Conscription, armements, culture militaire, tactique, batailles, traumatismes de guerre, rien n’échappe ici à l’analyse, qui légitime le commencement de l’étude par la guerre de 1870, premier conflit moderne de l’histoire, non seulement par les armements qui ont fait des progrès immenses au milieu du XIXe siècle mais déjà par la rapidité de déplacement des troupes et l’importance de la logistique. À bien des égards, cette guerre constitue effectivement une rupture importante dans les manières de combattre, qui vont aussi profondément changer durant toutes les guerres dans lesquelles la France sera belligérante (Grande Guerre, Seconde Guerre mondiale, guerres de décolonisation et opérations extérieures sous toutes leurs formes). Dans chacune d’entre elles, François Cochet identifie les acteurs, analyse les motivations des combattants et examine les formes des combats. Les tâtonnements sur les formats des armées et les hésitations sur les principes de la conscription, de l’armée professionnelle et de la réserve, sont largement étudiés à l’aune des doctrines et des stratégies du moment. Entre messianisme et patriotisme, les motivations des Français qui se battent sont ensuite considérées. Enfin, François Cochet examine les mutations des guerres et la manière dont les combattants français y font face.

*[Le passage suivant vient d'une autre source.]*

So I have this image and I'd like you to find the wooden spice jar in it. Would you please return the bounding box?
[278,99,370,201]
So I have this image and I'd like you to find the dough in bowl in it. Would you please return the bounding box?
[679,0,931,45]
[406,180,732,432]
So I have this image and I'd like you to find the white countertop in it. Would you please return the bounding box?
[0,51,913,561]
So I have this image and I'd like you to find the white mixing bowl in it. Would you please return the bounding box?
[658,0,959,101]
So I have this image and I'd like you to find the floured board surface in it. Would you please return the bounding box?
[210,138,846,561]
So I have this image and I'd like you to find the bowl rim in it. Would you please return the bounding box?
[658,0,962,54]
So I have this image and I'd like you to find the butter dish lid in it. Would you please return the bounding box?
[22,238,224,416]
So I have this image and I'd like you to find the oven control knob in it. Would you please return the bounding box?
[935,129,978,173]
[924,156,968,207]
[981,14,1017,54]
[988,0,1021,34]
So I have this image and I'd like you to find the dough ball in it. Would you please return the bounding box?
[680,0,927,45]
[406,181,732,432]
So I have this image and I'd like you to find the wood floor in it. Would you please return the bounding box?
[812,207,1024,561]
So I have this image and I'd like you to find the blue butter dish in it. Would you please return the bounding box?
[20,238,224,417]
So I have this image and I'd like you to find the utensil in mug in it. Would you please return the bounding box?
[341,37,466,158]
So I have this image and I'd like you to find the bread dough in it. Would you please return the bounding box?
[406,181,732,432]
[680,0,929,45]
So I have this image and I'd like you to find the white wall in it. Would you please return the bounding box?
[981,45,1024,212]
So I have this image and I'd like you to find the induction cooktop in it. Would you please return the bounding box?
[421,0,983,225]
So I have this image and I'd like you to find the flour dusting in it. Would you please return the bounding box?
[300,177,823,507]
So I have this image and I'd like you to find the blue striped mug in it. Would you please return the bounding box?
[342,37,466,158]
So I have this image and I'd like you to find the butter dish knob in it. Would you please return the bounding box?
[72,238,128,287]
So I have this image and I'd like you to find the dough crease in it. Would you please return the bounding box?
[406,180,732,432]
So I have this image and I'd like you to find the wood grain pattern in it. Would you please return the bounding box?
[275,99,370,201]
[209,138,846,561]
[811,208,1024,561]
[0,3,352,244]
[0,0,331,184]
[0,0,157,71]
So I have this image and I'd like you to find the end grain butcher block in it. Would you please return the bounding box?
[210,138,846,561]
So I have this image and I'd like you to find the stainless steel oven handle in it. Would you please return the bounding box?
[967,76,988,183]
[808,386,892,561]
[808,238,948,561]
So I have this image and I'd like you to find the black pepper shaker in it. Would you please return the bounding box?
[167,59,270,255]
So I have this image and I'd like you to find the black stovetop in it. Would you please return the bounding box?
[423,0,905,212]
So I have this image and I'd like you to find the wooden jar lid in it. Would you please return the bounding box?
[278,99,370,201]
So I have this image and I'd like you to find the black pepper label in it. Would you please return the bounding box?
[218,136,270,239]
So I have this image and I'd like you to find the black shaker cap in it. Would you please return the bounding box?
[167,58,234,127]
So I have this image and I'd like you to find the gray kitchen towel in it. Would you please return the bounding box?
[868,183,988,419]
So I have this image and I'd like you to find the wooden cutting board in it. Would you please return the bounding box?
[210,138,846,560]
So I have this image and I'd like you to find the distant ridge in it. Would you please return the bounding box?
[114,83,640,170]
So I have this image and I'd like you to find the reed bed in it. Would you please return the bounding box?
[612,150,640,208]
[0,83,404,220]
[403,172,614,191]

On trouvera bien peu de défauts à cet ouvrage à l’exception de quelques bévues sur les noms (le commandant de la Force de protection des Nations unies, par exemple, n’était pas le général Pierre Cot mais Jean Cot) et, peut-être aussi d’un système de référencement de notes de bas de pages qui ne rend pas la lecture aisée. Quelques cartes et une imposante bibliographie parachèvent le travail didactique de François Cochet qui, avec cet ouvrage, redonne in­contestablement légitimité à l’étude académique du fait militaire – une étude des combats dans une histoire globale –, tout en répondant à des problématiques diverses (géopolitique et géostratégie, analyse politico-militaire, relations opinion/gouvernement/commandement, rapports armée/nation).

Il fut un temps où l’histoire militaire était caricaturalement accusée de s’attacher au seul fait guerrier, qui paraissait bien annexe par rapport aux données démographiques ou économiques, et le terme d’« historien militaire » n’était pas loin de paraître un qualificatif déshonorant. S’il existe encore quelques reliquats de cette époque dans le monde universitaire, l’ouvrage de François Cochet ne pourra que contribuer à réévaluer la légitimité de l’histoire militaire dans l’alma mater.